Rey mengangguk. “Dan aku butuh waktu. Untuk bener-bener tahu, apakah yang kucari ada di masa lalu… atau masa sekarang.”
Lena tak menjawab. Tapi ia tersenyum kecil, walau matanya sembab. Ia tahu tidak ada cinta yang bisa dipaksakan. Apalagi jika cinta itu sedang belajar tumbuh lagi, setelah sekian lama mati suri.
Mereka tiba di depan toko bunga Lena. Langit masih kelabu, tapi hujan mulai reda. Aroma daun basah dan tanah yang menguap memenuhi udara.
Rey mematikan mesin mobil. Tapi tak langsung keluar.
“Aku belum bisa janji apa-apa, Lena,” katanya. “Tapi aku akan berusaha jujur. Setiap hari. Sama kamu. Sama diriku sendiri.”
Lena membuka pintu mobil dan menoleh ke arahnya. “Itu saja sudah cukup.”
Sebelum masuk ke dalam rumah, ia menambahkan, “Dan kalau kamu butuh tempat buat berpikir… toko bungaku selalu terbuka. Kecuali hari Minggu.”
Rey tertawa pelan. “Aku ingat.”
Lena masuk ke toko dengan kotak kayu di pelukannya. Rey menatapnya hingga pintu tertutup. Lalu ia menyandarkan diri ke jok mobil, menatap langit yang menggantung abu-abu di atas desa.
Ada sesuatu dalam dirinya yang mulai mencair. Perlahan. Tanpa suara.
Keesokan harinya, langit desa mendung sejak pagi. Lena membuka tokonya lebih awal dari biasanya. Ia membersihkan etalase, menyirami tanaman, dan menyusun ulang bunga-bunga yang mulai layu. Tapi pikirannya tidak sepenuhnya ada di sana.
Kotak kayu dari ayahnya ia letakkan di rak belakang, berdampingan dengan buku kecil berisi catatan tangan.

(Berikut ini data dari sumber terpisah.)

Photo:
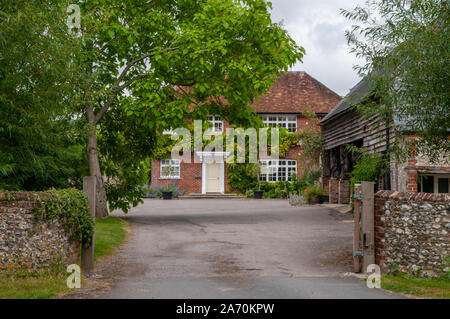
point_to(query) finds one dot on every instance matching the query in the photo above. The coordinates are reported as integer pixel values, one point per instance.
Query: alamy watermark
(74, 279)
(374, 279)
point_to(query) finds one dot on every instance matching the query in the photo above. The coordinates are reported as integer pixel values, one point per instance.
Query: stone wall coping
(24, 196)
(426, 197)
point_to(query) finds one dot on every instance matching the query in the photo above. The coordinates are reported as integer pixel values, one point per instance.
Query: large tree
(404, 45)
(152, 65)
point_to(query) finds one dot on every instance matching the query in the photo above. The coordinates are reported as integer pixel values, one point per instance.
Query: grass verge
(435, 288)
(109, 233)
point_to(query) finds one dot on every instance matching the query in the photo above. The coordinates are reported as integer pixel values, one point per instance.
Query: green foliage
(368, 167)
(69, 206)
(178, 60)
(156, 192)
(436, 288)
(40, 146)
(110, 232)
(313, 191)
(404, 46)
(249, 193)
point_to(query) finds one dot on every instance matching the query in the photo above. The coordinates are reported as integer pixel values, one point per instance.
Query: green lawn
(419, 287)
(109, 233)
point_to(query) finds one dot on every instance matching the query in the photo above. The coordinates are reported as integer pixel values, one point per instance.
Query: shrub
(156, 191)
(297, 199)
(313, 191)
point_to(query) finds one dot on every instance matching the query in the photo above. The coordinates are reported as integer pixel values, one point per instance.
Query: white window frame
(435, 182)
(272, 167)
(170, 163)
(286, 121)
(217, 123)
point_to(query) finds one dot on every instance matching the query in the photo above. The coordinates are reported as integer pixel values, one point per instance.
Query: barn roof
(355, 96)
(293, 92)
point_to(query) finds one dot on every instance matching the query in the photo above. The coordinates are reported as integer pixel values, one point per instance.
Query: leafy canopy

Setiap ia lewat, matanya tak sengaja memandangi kotak itu, seperti mengingatkan bahwa cinta kadang tetap tinggal, bahkan setelah pemiliknya pergi.
Ia belum tahu harus mengapakan surat itu selain menyimpannya. Tapi ia tahu satu hal: ia ingin terus menjaga toko ini, bukan hanya sebagai warisan, tapi sebagai tempat ia tumbuh. Tempat ia memberi arti pada hidupnya sendiri.
Menjelang siang, pintu toko terbuka.
Rani masuk.
Langkahnya ragu, tapi wajahnya tetap anggun seperti biasanya. Rambutnya diikat rapi, dan tas selempang kecil menggantung di bahu.
Lena menoleh dan mengangguk kecil. “Pagi.”
“Pagi,” jawab Rani, suaranya lembut tapi terasa hati-hati. “Boleh bicara sebentar?”
Lena menatapnya, lalu memberi isyarat ke kursi rotan di sudut dekat jendela. “Silakan duduk.”
Rani duduk dengan sopan. Ia memandangi vas peony putih di meja kecil, lalu menghela napas.
“Aku gak mau ganggu,” katanya. “Aku cuma… ingin jujur.”
Lena duduk di seberang, tidak sepenuhnya tersenyum, tapi juga tidak menutup diri.
Rani melanjutkan, “Aku tahu kamu dan Rey sedang… sesuatu. Aku gak datang buat merusak. Aku cuma ingin kamu tahu, aku juga sedang mencari jawaban.”
Lena tidak menyela.
“Dulu aku dan Rey dekat,” lanjut Rani. “Tapi kami sama-sama keras kepala. Dan waktu dia pergi… aku rasa aku belum benar-benar selesai.”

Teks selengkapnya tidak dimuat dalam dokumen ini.